Home Secure Fetch // Sealed egress
Read the web. Let nothing read back.
To be useful, an AI often has to read a page for you. The moment it fetches a URL you have handed it a loaded gun. Secure Fetch reads the dangerous page the way a scientist handles a virus: inside a glovebox. Hands go in, the threat never gets out.
The problem // SSRF
A link that turns your assistant against your own network.
When an AI fetches a URL, it makes the request from inside your network, with your network's reach. A malicious page exploits exactly that. Instead of pointing at the public web, it points the fetch back inward: at your router's admin page, your internal company systems, or the cloud metadata endpoint at 169.254.169.254 that hands out credentials. Security people call this SSRF, server-side request forgery, and it is one of the nastier web attacks because the attacker borrows your trusted position to reach things they never could from outside.
This is not theoretical. The 2019 Capital One breach, over a hundred million records, was an SSRF that reached AWS instance metadata and walked out with the keys.

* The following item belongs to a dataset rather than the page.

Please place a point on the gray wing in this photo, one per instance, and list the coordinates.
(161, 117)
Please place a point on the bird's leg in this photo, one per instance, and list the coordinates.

Now imagine handing that same primitive to an autonomous agent that fetches links all day without a human reading them first.
So Secure Fetch is built so that even a page actively trying it has nowhere to go. The cage owns the egress, the reader has no network, and nothing it brings back is trusted until it earns it.
The doctrine // Three controls, not one
Cage the egress. Seal the reader. Distrust the output.
- 01 // CAGE
The part that touches the internet cannot touch you
The fetcher is the only thing allowed to reach the open web, and it is hardened against SSRF: it physically cannot resolve or connect to a private address. Point a malicious link at your router, your file shares, or the cloud metadata endpoint and the request has nowhere to land. It owns all egress, so nothing else in the system can make an outbound call behind its back.
- 02 // SEAL
The part that reads the page has no internet at all
Once a page is fetched, it is read inside a sealed sidecar with no network whatsoever, not even DNS. This matters because a booby-trapped page tries to phone home, and a process with no way to resolve a name and no socket to open simply cannot. The dangerous content is handled the way a lab handles a live virus: inside a glovebox, hands in, nothing out.
- 03 // UNTRUSTED
Nothing read off the web walks in trusted
Everything the fetcher brings back is treated as untrusted by default. It is staged, never auto-written into trusted memory, and never auto-acted on. Guilty until proven innocent. This is the control people forget: being offline stops a page calling out, but it does not stop a page lying its way into your memory. You need all three at once, not one.
Why all three. Offline alone does not stop a page lying its way into memory. A trusted-by-default reader does not stop a page phoning home. An un-caged fetcher does not stop SSRF. Each control covers a gap the others leave open, so removing any one reopens a whole class of attack.
Architecture // How it is built
Two languages, two seals, one one-way seam.
The fetcher is written in Rust and is the single component with any path to the internet. The part that reads and reasons over the page runs in a separate Python sidecar that is network-isolated at the container level, including DNS. Both heavy components sit on a sealed internal network; only the fetcher straddles the boundary.
The only way data crosses from the sealed side back to the trusted side is a deliberate, narrow seam: the fetcher is the one thing that can reach the sealed reader, and the only thing it can pass back is a screened result. The staging corpus is ephemeral; your real memory, Memsom, is the durable store, and crossing from one to the other is gated, never automatic.
The containers themselves are stripped down: every Linux capability dropped, run as a non-root user, a read-only root filesystem, and a pinned syscall filter. So even if something did break out of the application, it would land in a box with the floor, walls, and exits already removed.
The handoff // Into Memsom
Screened at the border, stamped on arrival.
Secure Fetch is the airport checkpoint. Memsom is the country behind it. Web content does not get a passport stamp just for showing up. It gets one only if its story checks out from more than one angle.
- External
Quarantine
Secure Fetch reads the web. The result is staged, untrusted, and untouched by your memory.
- k >= 3
Corroborate
The same fact must be confirmed by several independent sources that agree. One page is never enough.
- Trusted
Promote
Only then is it written into Memsom as trusted, with its receipt attached and revocable later.